Regarding the DHDDS gene, a non-synonymous single nucleotide variant was identified in all members of the Raizal family, rs3816539; however, the prediction of damage was low. The DHDSS gene encodes part of the enzymatic complex dehydrodolichol diphosphate synthase, an enzyme that participates in the synthesis of Dolichol monophosphate at the retina level; dolichol acts as an "anchor" at the level of the membrane of the endoplasmic reticulum of the rods of the eye, allowing the glycosylation of synthesized rhodopsin. The activity of DHDDS must be balanced since the lack of glycosylation of rhodopsin affects both the function of this protein and its intracellular traffic, leading to the progressive degeneration of photoreceptors 52.
Conclusion
In the present study, four non-synonymous single nucleotide variant molecular variants were identified with a prediction of high damage to gene protein structure and function associated with glaucoma pathology in an Afro-Colombian Raizal family with a history of this disease. Interestingly, single nucleotide variant rs983034 in the WLS gene was identified only in members of the Raizal family. Likewise, the non-synonymous single nucleotide variants rs3816539 in the DHDDS gene and rs28549760 in the BTC gene were identified only in family members, but with low damage prediction. Despite the above, we do not rule out the possibility that these last two single nucleotide variants can help screen for the risk opportunity of developing glaucoma in this Raizal family; and in the population with African ancestral components in general.

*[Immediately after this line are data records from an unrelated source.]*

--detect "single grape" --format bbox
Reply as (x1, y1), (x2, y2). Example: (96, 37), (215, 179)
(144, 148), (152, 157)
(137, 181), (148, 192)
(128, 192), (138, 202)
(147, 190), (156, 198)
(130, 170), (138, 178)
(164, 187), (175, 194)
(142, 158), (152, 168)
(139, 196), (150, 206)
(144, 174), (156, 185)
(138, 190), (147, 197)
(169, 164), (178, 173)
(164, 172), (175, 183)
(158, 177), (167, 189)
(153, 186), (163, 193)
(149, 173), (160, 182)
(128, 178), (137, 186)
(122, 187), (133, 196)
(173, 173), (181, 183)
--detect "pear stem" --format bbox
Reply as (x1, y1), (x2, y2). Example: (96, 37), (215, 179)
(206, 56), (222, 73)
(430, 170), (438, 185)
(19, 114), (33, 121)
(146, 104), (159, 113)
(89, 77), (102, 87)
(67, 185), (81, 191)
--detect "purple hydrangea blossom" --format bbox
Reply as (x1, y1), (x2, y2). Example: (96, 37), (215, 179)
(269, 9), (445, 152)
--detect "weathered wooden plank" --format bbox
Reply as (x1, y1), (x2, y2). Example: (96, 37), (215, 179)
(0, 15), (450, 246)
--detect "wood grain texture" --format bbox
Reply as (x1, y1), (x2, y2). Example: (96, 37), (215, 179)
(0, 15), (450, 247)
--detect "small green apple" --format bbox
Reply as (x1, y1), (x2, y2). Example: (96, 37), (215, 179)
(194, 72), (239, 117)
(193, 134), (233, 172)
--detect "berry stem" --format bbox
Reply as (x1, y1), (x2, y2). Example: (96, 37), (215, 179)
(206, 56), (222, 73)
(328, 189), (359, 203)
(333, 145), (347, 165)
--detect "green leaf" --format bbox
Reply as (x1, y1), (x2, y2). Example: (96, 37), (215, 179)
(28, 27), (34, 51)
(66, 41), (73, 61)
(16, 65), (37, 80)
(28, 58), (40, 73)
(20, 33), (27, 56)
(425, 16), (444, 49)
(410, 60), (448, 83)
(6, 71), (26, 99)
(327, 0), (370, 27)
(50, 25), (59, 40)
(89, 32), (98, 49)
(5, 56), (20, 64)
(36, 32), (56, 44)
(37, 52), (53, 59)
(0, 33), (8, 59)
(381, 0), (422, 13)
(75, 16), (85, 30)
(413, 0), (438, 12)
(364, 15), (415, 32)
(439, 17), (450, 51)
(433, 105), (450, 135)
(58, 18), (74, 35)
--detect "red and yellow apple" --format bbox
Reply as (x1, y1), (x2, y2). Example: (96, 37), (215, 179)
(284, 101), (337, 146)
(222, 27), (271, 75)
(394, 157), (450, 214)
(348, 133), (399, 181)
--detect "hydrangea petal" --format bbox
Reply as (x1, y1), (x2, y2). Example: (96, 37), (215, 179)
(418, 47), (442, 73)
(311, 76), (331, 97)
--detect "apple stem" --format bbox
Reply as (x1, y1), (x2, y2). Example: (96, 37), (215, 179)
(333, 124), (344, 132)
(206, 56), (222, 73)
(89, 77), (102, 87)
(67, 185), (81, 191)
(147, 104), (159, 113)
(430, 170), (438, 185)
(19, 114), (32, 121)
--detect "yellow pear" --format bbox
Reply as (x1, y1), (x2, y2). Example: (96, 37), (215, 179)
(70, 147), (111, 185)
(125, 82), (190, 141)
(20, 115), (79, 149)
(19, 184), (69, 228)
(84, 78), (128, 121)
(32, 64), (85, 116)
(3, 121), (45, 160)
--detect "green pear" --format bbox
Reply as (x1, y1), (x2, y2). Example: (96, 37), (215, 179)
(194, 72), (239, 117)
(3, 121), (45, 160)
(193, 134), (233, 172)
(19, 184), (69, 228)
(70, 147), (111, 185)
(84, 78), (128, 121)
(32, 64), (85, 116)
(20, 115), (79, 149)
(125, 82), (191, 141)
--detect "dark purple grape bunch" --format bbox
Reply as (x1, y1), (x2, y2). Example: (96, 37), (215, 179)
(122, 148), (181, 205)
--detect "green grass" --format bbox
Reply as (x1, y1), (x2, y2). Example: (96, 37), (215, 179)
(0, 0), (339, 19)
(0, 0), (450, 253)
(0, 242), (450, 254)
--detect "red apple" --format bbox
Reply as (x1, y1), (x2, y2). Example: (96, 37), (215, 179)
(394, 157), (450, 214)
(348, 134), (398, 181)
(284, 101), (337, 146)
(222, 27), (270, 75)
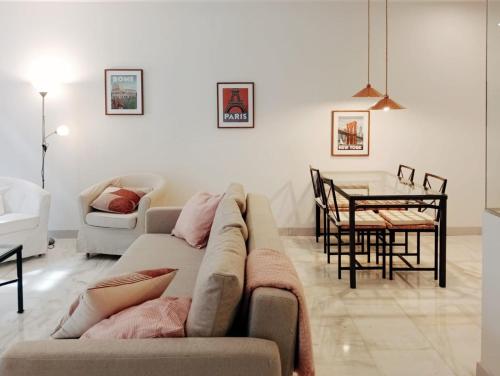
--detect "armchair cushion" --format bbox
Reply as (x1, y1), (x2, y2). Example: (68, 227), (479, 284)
(90, 187), (146, 214)
(0, 213), (40, 235)
(85, 211), (137, 229)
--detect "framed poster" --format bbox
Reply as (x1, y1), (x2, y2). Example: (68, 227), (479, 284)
(332, 111), (370, 157)
(104, 69), (144, 115)
(217, 82), (255, 128)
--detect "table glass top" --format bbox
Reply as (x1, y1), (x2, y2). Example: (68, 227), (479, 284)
(321, 171), (444, 198)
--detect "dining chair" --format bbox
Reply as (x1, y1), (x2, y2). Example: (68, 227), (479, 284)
(320, 178), (386, 279)
(309, 165), (326, 245)
(379, 173), (448, 280)
(398, 164), (415, 184)
(367, 164), (415, 263)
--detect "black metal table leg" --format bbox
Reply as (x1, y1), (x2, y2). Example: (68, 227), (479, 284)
(314, 205), (321, 243)
(16, 247), (24, 313)
(439, 197), (447, 288)
(349, 197), (356, 289)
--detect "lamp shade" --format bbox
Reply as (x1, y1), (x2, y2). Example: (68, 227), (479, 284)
(56, 125), (69, 136)
(370, 95), (405, 111)
(353, 84), (384, 98)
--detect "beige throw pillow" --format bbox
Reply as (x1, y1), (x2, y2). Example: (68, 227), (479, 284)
(186, 197), (248, 337)
(52, 269), (177, 339)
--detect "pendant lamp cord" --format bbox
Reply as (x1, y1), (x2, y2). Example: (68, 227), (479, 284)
(385, 0), (389, 95)
(368, 0), (371, 84)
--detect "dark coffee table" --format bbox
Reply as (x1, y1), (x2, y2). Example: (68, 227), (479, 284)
(0, 245), (24, 313)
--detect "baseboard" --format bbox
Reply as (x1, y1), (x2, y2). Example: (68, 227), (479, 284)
(53, 227), (481, 239)
(476, 362), (493, 376)
(49, 230), (78, 239)
(279, 227), (481, 236)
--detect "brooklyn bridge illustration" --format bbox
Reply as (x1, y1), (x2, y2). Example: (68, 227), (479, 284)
(338, 120), (363, 146)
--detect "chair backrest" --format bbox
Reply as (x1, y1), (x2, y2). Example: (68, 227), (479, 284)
(309, 166), (321, 198)
(0, 176), (50, 214)
(320, 178), (340, 221)
(116, 173), (165, 189)
(419, 172), (448, 221)
(398, 164), (415, 184)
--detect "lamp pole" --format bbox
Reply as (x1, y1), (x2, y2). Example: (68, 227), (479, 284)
(39, 91), (56, 248)
(40, 91), (47, 188)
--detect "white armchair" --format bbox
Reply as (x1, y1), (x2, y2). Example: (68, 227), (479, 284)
(0, 177), (50, 257)
(76, 174), (166, 255)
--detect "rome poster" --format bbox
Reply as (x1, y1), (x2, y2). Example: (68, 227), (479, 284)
(105, 69), (144, 115)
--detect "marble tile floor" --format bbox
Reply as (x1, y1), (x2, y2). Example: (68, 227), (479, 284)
(0, 236), (482, 376)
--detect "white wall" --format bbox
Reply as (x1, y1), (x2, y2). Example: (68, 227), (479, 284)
(0, 1), (485, 230)
(478, 212), (500, 376)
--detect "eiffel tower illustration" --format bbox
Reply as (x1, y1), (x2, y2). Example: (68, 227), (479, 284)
(224, 89), (247, 114)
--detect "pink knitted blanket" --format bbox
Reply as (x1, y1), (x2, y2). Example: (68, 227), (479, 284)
(245, 249), (314, 376)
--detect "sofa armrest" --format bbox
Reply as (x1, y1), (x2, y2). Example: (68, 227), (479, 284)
(0, 338), (281, 376)
(136, 184), (166, 233)
(248, 287), (299, 376)
(146, 206), (182, 234)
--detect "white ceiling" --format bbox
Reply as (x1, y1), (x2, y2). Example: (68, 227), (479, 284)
(0, 0), (486, 3)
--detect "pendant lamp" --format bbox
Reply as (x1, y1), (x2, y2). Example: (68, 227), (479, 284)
(370, 0), (404, 111)
(353, 0), (383, 98)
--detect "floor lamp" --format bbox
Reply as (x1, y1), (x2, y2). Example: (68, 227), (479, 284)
(38, 90), (69, 247)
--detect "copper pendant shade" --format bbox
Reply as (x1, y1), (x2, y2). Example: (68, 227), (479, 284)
(370, 0), (404, 111)
(353, 0), (383, 98)
(370, 95), (405, 111)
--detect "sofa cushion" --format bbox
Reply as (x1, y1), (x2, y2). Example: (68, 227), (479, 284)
(85, 211), (137, 229)
(226, 183), (247, 214)
(245, 193), (283, 253)
(80, 297), (191, 339)
(210, 195), (248, 241)
(0, 213), (40, 235)
(186, 225), (247, 337)
(107, 234), (205, 297)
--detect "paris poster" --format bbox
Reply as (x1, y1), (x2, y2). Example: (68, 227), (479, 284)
(104, 69), (144, 115)
(332, 111), (370, 157)
(217, 82), (255, 128)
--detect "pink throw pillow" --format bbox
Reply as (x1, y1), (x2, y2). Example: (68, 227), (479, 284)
(172, 192), (222, 248)
(80, 297), (191, 339)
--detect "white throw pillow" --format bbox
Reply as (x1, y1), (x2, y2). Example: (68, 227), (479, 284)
(52, 268), (177, 338)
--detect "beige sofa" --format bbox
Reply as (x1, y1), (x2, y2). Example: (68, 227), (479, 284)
(0, 185), (298, 376)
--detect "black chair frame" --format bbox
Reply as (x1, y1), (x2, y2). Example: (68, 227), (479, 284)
(387, 173), (448, 280)
(320, 178), (386, 279)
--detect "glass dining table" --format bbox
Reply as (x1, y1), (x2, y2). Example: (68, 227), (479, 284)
(321, 171), (448, 288)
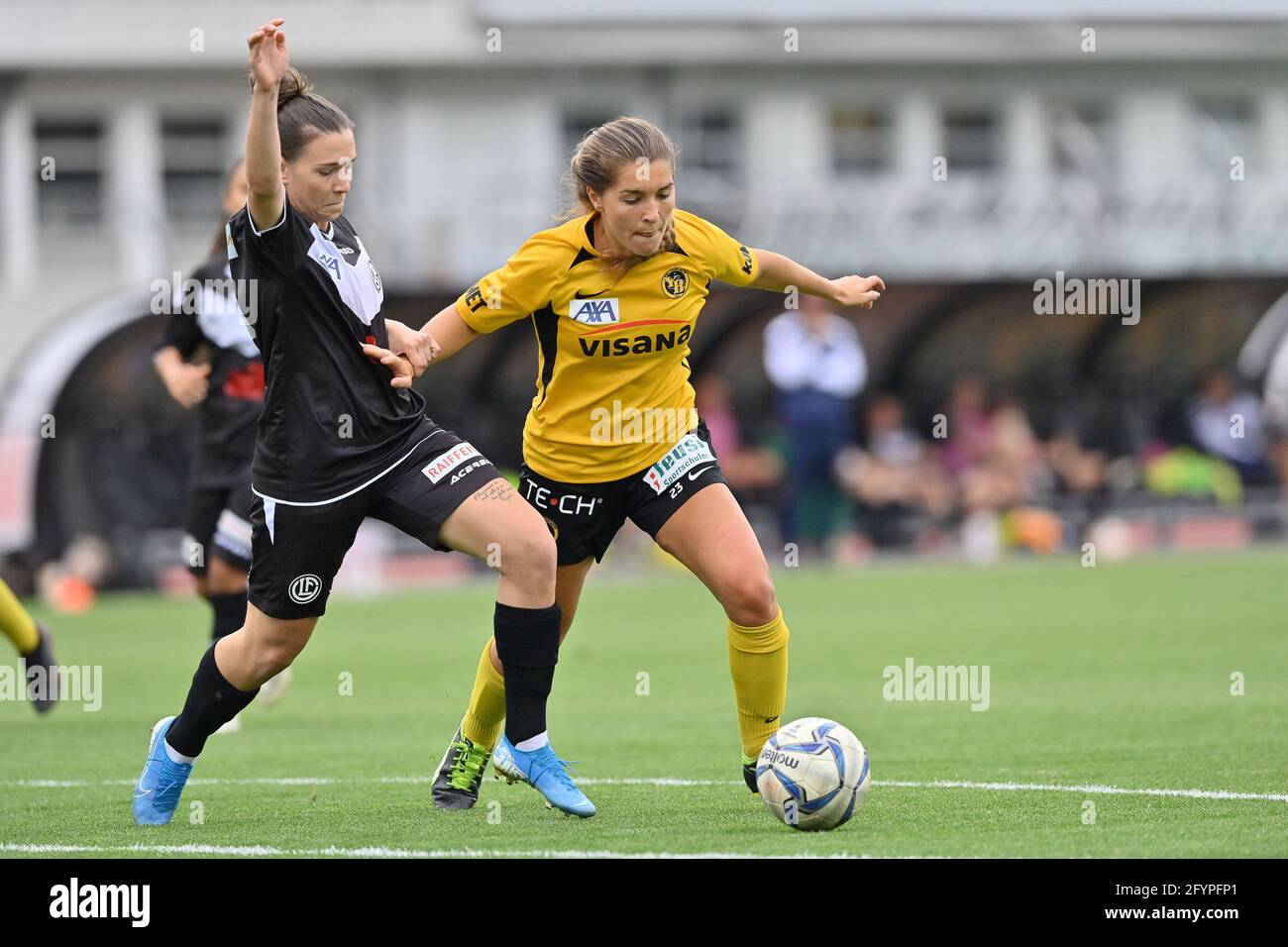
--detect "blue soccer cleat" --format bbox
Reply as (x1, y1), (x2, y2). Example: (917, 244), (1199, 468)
(134, 716), (192, 826)
(492, 734), (595, 818)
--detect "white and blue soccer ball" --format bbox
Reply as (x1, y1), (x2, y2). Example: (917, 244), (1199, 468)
(756, 716), (872, 832)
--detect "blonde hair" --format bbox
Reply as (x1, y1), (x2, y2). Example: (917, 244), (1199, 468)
(559, 115), (677, 277)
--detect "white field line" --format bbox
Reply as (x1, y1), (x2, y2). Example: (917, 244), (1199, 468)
(0, 776), (1288, 802)
(0, 841), (910, 858)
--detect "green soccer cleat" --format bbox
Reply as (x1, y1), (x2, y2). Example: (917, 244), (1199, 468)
(430, 727), (490, 809)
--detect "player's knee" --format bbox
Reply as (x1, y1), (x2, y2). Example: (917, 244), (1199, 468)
(255, 642), (300, 681)
(720, 575), (778, 627)
(497, 523), (558, 595)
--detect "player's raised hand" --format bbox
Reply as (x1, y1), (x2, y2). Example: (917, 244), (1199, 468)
(246, 17), (290, 89)
(362, 343), (416, 388)
(832, 275), (885, 309)
(161, 362), (210, 407)
(385, 320), (441, 377)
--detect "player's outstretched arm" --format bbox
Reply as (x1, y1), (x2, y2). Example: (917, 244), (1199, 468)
(246, 17), (288, 231)
(420, 303), (482, 362)
(751, 250), (885, 309)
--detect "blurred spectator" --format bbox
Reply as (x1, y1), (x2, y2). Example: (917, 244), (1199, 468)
(941, 374), (993, 475)
(1186, 371), (1275, 484)
(765, 295), (868, 549)
(836, 394), (954, 548)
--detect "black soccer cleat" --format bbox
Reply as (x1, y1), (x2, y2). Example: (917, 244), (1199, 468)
(742, 756), (760, 796)
(22, 622), (58, 714)
(430, 727), (490, 809)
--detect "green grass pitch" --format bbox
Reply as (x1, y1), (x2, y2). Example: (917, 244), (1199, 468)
(0, 550), (1288, 857)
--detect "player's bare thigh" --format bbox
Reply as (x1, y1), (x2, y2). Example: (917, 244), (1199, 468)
(657, 483), (778, 627)
(439, 476), (557, 608)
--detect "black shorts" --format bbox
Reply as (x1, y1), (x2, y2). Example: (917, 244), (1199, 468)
(519, 421), (725, 566)
(183, 481), (255, 576)
(250, 425), (499, 620)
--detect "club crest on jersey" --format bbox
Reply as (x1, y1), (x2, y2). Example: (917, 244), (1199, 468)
(662, 266), (690, 299)
(421, 441), (485, 483)
(568, 296), (622, 326)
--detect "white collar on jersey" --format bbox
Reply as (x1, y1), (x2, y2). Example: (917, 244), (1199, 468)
(309, 220), (385, 326)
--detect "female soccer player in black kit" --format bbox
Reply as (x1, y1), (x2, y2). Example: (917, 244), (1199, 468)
(152, 159), (291, 733)
(134, 20), (595, 824)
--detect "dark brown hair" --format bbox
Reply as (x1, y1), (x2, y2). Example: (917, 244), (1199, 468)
(561, 115), (677, 277)
(250, 65), (353, 161)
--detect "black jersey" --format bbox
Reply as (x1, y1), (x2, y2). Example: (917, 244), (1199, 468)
(161, 256), (265, 489)
(226, 198), (433, 504)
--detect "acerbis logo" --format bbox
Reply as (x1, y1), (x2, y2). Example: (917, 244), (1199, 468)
(447, 458), (488, 485)
(568, 296), (622, 326)
(421, 441), (482, 483)
(286, 573), (322, 605)
(662, 266), (690, 299)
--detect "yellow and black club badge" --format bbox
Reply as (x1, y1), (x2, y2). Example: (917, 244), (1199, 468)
(662, 266), (690, 299)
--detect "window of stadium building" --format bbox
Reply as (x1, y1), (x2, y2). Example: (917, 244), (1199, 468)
(35, 119), (103, 227)
(832, 106), (893, 175)
(1190, 95), (1257, 172)
(677, 106), (742, 175)
(161, 119), (228, 223)
(944, 108), (999, 171)
(1047, 99), (1113, 175)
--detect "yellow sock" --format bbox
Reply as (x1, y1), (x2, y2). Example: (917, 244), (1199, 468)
(461, 638), (505, 751)
(0, 579), (40, 655)
(728, 609), (791, 759)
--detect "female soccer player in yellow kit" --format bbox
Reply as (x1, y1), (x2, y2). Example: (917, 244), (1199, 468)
(390, 117), (885, 808)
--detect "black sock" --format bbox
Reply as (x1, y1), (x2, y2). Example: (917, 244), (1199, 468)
(210, 588), (246, 642)
(164, 644), (259, 756)
(491, 601), (559, 749)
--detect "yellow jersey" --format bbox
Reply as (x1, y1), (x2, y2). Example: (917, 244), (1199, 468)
(456, 209), (760, 483)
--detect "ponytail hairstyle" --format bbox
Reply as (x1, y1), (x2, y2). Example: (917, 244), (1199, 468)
(250, 65), (353, 161)
(559, 116), (677, 278)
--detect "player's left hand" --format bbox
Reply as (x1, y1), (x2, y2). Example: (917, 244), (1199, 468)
(362, 343), (416, 388)
(385, 320), (441, 377)
(832, 275), (885, 309)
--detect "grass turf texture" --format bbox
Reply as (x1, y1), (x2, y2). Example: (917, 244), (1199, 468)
(0, 550), (1288, 857)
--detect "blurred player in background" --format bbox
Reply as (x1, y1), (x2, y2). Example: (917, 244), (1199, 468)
(412, 117), (885, 808)
(154, 161), (291, 733)
(0, 579), (58, 714)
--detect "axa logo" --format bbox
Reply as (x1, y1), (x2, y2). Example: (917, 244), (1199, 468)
(286, 573), (322, 605)
(568, 296), (622, 326)
(317, 252), (344, 282)
(577, 326), (693, 357)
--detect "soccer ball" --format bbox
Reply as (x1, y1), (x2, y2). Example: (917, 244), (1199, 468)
(756, 716), (872, 832)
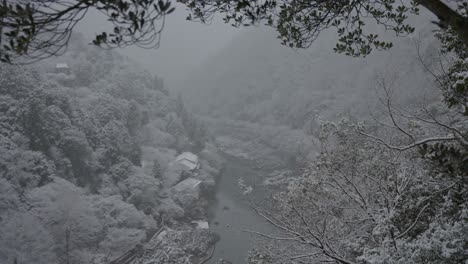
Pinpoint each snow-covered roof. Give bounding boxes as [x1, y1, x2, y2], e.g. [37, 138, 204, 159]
[55, 63, 68, 69]
[176, 152, 198, 163]
[191, 220, 210, 229]
[177, 159, 198, 170]
[174, 178, 201, 191]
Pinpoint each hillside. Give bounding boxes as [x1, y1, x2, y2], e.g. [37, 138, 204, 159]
[183, 13, 436, 133]
[0, 36, 220, 264]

Due to the small size of the control group sample, there is a limitation in identifying the disease-causing variants in these patients. Thus, given the high frequency in different populations of the selected variants, there is a high probability that these variants were chosen at random because they were not represented in the two control subjects used in the study. Additional studies will be needed to test this hypothesis.